Union workers agreed last Friday to an eight-day postponement.

“It is likely that the budget process will be resolved for at least a couple of more weeks, and until that time it is impossible to provide the assurances necessary to allow providers to make commitments to employees, collectively bargained or otherwise,” noted Lamont.

State officials are currently engaged in negotiations with the union. The union is seeking to increase starting pay to $25 per hour and eventually raise wages over several years to around $30 per hour.

Union officials have said the state needs to make a long overdue investment in the industry as many nursing home workers are facing financial strain, struggling to afford basic necessities and working multiple jobs.

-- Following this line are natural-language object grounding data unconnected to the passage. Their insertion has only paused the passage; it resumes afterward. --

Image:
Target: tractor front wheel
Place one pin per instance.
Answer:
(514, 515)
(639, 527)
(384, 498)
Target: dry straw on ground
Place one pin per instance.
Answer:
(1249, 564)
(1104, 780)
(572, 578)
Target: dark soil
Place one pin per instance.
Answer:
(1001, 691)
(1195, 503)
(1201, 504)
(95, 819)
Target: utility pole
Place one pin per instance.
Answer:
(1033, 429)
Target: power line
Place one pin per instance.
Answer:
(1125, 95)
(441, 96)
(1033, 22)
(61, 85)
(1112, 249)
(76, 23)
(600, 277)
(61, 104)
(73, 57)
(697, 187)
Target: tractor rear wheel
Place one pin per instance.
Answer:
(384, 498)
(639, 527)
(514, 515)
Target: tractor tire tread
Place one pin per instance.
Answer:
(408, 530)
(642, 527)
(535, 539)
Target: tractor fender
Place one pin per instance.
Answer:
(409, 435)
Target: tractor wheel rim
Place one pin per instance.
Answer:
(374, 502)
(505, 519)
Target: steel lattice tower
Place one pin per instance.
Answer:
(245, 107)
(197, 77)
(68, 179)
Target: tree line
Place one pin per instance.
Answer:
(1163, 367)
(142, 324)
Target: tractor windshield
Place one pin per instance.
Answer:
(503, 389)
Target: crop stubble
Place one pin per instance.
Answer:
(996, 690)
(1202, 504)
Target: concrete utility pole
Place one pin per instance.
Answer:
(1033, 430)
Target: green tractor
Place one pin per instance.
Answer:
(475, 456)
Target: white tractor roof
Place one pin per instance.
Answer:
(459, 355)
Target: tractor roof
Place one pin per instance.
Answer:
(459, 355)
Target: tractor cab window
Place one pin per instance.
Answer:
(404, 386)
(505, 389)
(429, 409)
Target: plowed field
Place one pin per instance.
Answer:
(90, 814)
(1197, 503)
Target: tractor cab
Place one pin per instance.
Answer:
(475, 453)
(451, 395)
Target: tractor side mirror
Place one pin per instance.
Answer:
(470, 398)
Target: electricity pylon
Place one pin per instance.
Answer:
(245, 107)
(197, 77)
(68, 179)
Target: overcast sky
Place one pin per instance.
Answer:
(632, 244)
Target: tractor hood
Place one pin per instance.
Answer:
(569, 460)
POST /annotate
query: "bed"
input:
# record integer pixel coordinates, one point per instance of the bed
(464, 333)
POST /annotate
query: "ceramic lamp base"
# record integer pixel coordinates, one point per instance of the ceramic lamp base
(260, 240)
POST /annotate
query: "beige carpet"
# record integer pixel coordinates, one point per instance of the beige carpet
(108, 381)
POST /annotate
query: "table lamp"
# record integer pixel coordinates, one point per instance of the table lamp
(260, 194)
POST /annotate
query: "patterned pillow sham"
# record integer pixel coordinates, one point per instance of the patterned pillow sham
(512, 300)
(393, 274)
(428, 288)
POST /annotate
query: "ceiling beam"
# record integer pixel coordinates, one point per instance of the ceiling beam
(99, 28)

According to Baril, the majority of nursing home workers earn between $18 and $22 per hour, less than the hourly wage at fast food jobs in many areas of the state.

“A bit unsettling” 

The strike comes at a time when legislative leaders are weighing a bill to raise the daily minimum staffing requirement at nursing homes from 3 to 3.6 hours per resident.

Referring to the pending strike, “It is always a bit unsettling, but it shouldn’t directly affect us, unlike our sister facility in Hartford, which is a union facility,” said Bill Pond, administrator at Noble Horizons, referring to the Avery Heights retirement community, operated by the not-for-profit church Homes, Inc.

Although operations at Noble would not be impacted during a strike, because unionized facilities are required by the state to prepare a contingency plan for support staff to cover for striking workers, he noted that some department heads may need to be deployed to its sister facility to provide support.

“It’s not something that would have a direct effect on Noble,” said Pond, who noted that “these things have come up before and have dissipated.”

The Noble administrator said the wage requests by striking workers are fair and will serve to “level the playing field,” and that his facility has been generous in recent years with salary increases, sign-on bonuses and referral bonuses. In theory, he noted, the state should increase the funding to facilities proportionally.

“We are looking not to maintain the status quo, but to advance,” said Pond, who teased that he is hoping to unveil plans soon for an “entirely new inpatient service” at Noble.

Contingency plans impact labor market 

At the nonprofit Geer Village Senior Community, CEO/CFO Shawn Powell said while he does not expect his facility to be directly affected by the threatened strike, “we are kind of impacted by it insofar as a number of our employees come from Torrington and there are union facilities in Torrington and Waterbury.”

Unionized facilities, he explained, are required to put a contingency plan in place to maintain quality of care to residents, and those plans can put pressure on the labor market, both short and long term.

“In the long term, any salary increase impacts the labor market. That’s the biggest ramification down the road,” said the Geer official. “Any increase that is given to workers at 51 nursing homes, that impacts the labor market.”

At the Sharon Center for Health & Rehabilitation, which is a non-unionized facility owned and operated by National Health Care Associates Inc., Administrator Ed Baker said in the short term, it will be business as usual even if a strike occurs.

“But if the unionized workers prevail, we will have to go through the state in order to increase the rates for everybody to $25 to $30 dollars an hour.”

DPH plans to deploy monitors 

In the meantime, the Connecticut Department of Public Health has been working on strike monitoring plans for several weeks in preparation for the possibility of strikes by unionized nursing home staff if new contracts could not be agreed to by the facilities and the unions, according to a statement issued by DPH spokesperson Brittany Schaefer.

“If nurses and other unionized care professionals choose to strike later this month, DPH will deploy monitors to each of the nursing home to ensure that facility owners and management continue to provide quality care and safety to their residents.”

In his May 8 correspondence with Baril, Lamont said he believes that nursing home workers provide “an invaluable service and do strenuous work on behalf of our most vulnerable citizens.

Lamont said his administration is “committed to reaching a positive resolution as soon as possible.”